Just DO IT -- make ATO investigate fraud

February 13, 2015

The Hong Kong and Shanghai Banking Corporation (HSBC) is the second-largest bank in the world.

It operates in most countries, including Switzerland, which has long had a reputation for the secrecy of its finance sector. In 2008, a former HSBC employee gave the French government a list of the names of 261 Australians who held HSBC bank accounts in Switzerland.

In 2010, the year that HSBC’s 25th branch office in Australia was opened in North Sydney by Treasurer Joe Hockey, the Australian Taxation Office (ATO) received a copy of the list — a fact it disclosed on February 9.

It is perfectly legal to hold offshore bank accounts, but for Australian residents to do so and not declare income from them is illegal because any income that accrues is taxable in Australia.

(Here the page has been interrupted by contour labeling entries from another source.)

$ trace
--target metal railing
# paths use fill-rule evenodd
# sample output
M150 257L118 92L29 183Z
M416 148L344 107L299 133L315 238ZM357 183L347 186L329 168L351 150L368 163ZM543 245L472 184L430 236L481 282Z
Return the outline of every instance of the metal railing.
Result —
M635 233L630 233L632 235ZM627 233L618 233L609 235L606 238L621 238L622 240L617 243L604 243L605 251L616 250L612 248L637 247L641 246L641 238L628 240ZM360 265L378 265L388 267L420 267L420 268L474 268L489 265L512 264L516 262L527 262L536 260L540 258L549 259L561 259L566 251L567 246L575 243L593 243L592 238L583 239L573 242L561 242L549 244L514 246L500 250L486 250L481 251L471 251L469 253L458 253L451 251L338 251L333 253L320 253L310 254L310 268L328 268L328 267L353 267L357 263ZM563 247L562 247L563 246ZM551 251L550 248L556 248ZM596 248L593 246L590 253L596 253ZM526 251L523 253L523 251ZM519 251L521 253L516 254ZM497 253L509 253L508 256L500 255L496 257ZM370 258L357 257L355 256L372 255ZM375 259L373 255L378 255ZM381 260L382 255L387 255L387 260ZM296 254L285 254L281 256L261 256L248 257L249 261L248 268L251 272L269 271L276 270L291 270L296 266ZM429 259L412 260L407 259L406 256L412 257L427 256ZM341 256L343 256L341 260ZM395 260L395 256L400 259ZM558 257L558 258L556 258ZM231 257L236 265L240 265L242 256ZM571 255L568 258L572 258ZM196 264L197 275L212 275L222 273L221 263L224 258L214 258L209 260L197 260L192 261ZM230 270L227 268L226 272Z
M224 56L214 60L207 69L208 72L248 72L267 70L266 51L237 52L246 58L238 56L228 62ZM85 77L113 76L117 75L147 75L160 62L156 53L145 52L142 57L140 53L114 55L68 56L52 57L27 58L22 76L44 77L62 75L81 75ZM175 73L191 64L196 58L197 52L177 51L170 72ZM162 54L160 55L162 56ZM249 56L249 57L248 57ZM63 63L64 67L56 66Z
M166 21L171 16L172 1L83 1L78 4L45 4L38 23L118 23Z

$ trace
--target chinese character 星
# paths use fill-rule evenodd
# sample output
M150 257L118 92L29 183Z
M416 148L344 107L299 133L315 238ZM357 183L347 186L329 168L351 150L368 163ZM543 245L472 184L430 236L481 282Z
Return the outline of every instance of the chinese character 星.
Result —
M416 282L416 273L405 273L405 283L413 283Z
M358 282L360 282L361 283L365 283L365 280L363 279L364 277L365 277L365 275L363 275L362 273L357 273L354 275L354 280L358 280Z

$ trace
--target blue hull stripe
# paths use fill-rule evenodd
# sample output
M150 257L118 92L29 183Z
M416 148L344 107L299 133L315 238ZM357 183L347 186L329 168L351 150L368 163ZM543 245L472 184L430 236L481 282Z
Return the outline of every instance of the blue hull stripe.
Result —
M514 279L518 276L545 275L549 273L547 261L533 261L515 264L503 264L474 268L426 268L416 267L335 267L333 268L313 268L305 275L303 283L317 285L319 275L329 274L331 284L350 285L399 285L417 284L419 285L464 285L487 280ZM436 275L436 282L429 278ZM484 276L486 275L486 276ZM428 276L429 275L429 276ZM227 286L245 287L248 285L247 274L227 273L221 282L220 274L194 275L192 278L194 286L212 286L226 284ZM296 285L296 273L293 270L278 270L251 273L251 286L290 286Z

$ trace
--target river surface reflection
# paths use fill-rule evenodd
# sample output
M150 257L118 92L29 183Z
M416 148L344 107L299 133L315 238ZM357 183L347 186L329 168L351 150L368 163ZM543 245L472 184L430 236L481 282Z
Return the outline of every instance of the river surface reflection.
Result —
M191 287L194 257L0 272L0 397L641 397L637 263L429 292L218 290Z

In March last year, the ATO launched a scheme called Project DO IT (disclose offshore income today). It provided Australians holding overseas cash the opportunity to declare it by December 19 last year, and granted immunity from criminal prosecution to those who did so.

What came with it was the extraordinary offer of a huge discount on money owed to the ATO. Those earning undisclosed income were required to pay income tax on a maximum of the last four years only of undeclared income, together with a 10% fee that was described as a “penalty”.

So if you happened to have a family trust with significant offshore assets that no tax had been paid on for decades, it provided the opportunity to clean them in the ATO laundry and pocket the profit. Less, of course, the onerous maximum of four years tax payments and 10% on top.

HSBC issued a statement saying it had taken steps over the past few years to implement reforms and “exit” clients who did not meet their now “strict HSBC standards”.

This was apparently necessary because, surprisingly enough, “in some cases, individuals took advantage of bank secrecy to hold undeclared accounts”.

Why it took five years for the ATO to release the names of the 261 Australians with HSBC accounts in Switzerland — including the late Kerry Packer, Elle Macpherson, and the former chairperson of ANZ bank Charles Goode — has not been explained.

But a handy clue comes from the International Consortium of Investigative Journalists in Washington. On February 8, the day before the ATO release, these journalists had published the files. They also provided the helpful information that those HSBC clients with links to Australia had total holdings of $1.24 billion.

The ATO said that about 70 HSBC offshore account holders had come forward under the DO IT program. Their expectation is that when all disclosures are processed, the assets uncovered will exceed $4 billion and the income disclosed will be above $600 million.

Of the 70, there were, according to the ATO, a “number” of Swiss HSBC account holders.

This suggests that there are probably at least 250 individuals who aren’t going to DO IT. Alongside them are 36 Australian companies with entities in Switzerland, which are being investigated for the possible avoidance of total tax amounting to $9.2 billion.

HSBC knows a bit about money laundering. In 2012, they paid a US$1.9 billion fine to US regulators after a Senate investigation revealed the bank was used to launder hundreds of millions of dollars for Mexican drug cartels. But it was a fine they could easily afford. In the first six months of last year it made a profit of US$12.34 billion.

If the Australian government were serious about cracking down on corporate tax avoidance and dodgy banking practices they would fund the ATO to properly investigate them. Simple really, just DO IT.